Tensions au Moyen-Orient et demande d’actifs refuges
Trump a affirmé que le détroit d’Ormuz « rouvrirait naturellement » après le conflit. L’Iran a déclaré que le contrôle du détroit restait entre ses mains, aux côtés d’Oman. Le pétrole a progressé vers 111 dollars le baril, sur fond de craintes d’approvisionnement liées à la fermeture du détroit d’Ormuz. Les actions, les obligations et l’or ont reculé durant le mouvement. Sur le graphique en 4 heures, l’AUD/USD s’établissait à 0,6891 après un rebond depuis environ 0,6860. Le cours est resté au-dessus de la moyenne mobile simple (SMA, moyenne des prix sur une période, qui sert à repérer la tendance) à 20 périodes, proche de 0,6889, tandis que la SMA à 100 périodes se situait près de 0,6995. Le RSI (indice de force relative, un indicateur qui mesure l’intensité d’un mouvement de prix) est remonté vers 48 après être passé auparavant sous 30 (zone souvent considérée comme « survendue », c’est-à-dire une baisse jugée excessive). Les supports (zones de prix où la baisse peut se stabiliser) se situaient à 0,6886, 0,6866 et 0,6859, tandis que les résistances (zones où la hausse peut buter) étaient à 0,6897 et 0,6920. L’analyse graphique de ce rapport a été réalisée avec l’aide d’un outil d’IA (logiciel d’intelligence artificielle).Idées autour des options et de la couverture
L’an dernier, le conflit au Moyen-Orient avait propulsé le dollar américain et fait reculer l’AUD/USD vers 0,6890. Cet épisode a montré à quelle vitesse un choc géopolitique peut déclencher des ventes généralisées, lorsque les investisseurs cherchent la sécurité. La hausse du pétrole au-delà de 110 dollars le baril a rappelé la fragilité des chaînes d’approvisionnement (organisation du transport et de la production).

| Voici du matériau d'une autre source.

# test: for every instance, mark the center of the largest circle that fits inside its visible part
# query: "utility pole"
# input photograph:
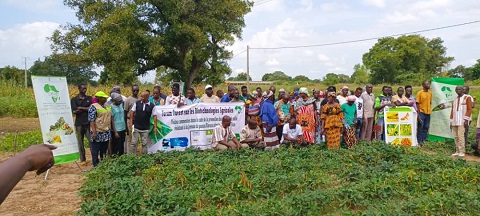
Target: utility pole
(25, 62)
(248, 67)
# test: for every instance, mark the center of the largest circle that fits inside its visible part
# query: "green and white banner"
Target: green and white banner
(55, 114)
(401, 126)
(192, 125)
(443, 94)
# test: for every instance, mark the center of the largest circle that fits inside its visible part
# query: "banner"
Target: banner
(401, 126)
(192, 125)
(443, 94)
(55, 114)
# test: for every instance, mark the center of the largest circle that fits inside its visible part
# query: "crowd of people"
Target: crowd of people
(298, 118)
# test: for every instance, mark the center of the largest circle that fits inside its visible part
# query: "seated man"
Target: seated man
(252, 135)
(293, 134)
(222, 134)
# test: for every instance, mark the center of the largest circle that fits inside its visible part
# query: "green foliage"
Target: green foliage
(12, 74)
(276, 76)
(360, 74)
(240, 77)
(24, 140)
(370, 179)
(71, 66)
(391, 60)
(137, 36)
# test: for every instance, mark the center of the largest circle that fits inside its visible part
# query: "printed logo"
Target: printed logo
(52, 91)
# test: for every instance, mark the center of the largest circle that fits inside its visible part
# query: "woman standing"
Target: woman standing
(332, 125)
(318, 95)
(254, 109)
(305, 109)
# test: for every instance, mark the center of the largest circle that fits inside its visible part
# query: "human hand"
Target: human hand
(39, 157)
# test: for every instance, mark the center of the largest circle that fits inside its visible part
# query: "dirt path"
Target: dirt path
(10, 124)
(57, 195)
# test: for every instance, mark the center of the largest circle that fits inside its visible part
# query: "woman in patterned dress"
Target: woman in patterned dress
(318, 95)
(332, 125)
(305, 109)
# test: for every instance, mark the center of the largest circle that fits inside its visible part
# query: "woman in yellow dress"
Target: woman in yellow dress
(332, 125)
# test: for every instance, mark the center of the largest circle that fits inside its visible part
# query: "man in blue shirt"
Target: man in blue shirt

À la date du 2 avril 2026, le marché semble minimiser des risques comparables, avec l’indice de volatilité du CBOE (VIX, indicateur qui reflète l’ampleur attendue des variations du S&P 500, souvent appelé « indice de la peur ») proche de 15. Cela suggère une certaine complaisance : il peut être pertinent d’acheter une protection avant que son coût n’augmente. La faible volatilité (faible amplitude des variations de prix) peut être vue comme une fenêtre d’opportunité plutôt que comme un gage de stabilité durable. Pour les intervenants, cela revient à regarder des options de vente (« puts », contrats qui gagnent en valeur si le prix baisse) sur la paire AUD/USD, actuellement proche de 0,6550. La baisse de l’an dernier montre qu’un repli rapide est possible, et une cassure sous 0,6500 pourrait accélérer le mouvement. Ces options peuvent servir de couverture (protection d’un portefeuille contre un scénario défavorable) face à une hausse du dollar, souvent recherché en période de crise. L’indice du dollar (DXY, mesure de la valeur du dollar face à un panier de grandes devises) est solide, proche de 105, mais il peut encore progresser rapidement en cas de choc. Mettre en place des positions longues sur USD (parier sur la hausse du dollar) via des produits dérivés (instruments financiers dont la valeur dépend d’un actif sous-jacent) contre un panier de devises peut protéger un portefeuille plus large. Le pétrole reste un point clé. Le brut WTI (West Texas Intermediate, référence du pétrole américain) évolue autour de 85 dollars le baril, un niveau encore élevé qui reflète des tensions persistantes côté offre (risques de production et de transport). Des options d’achat (« calls », contrats qui gagnent en valeur si le prix monte) sur le pétrole permettent de se positionner sur un choc d’approvisionnement susceptible de ramener les prix vers 100 dollars.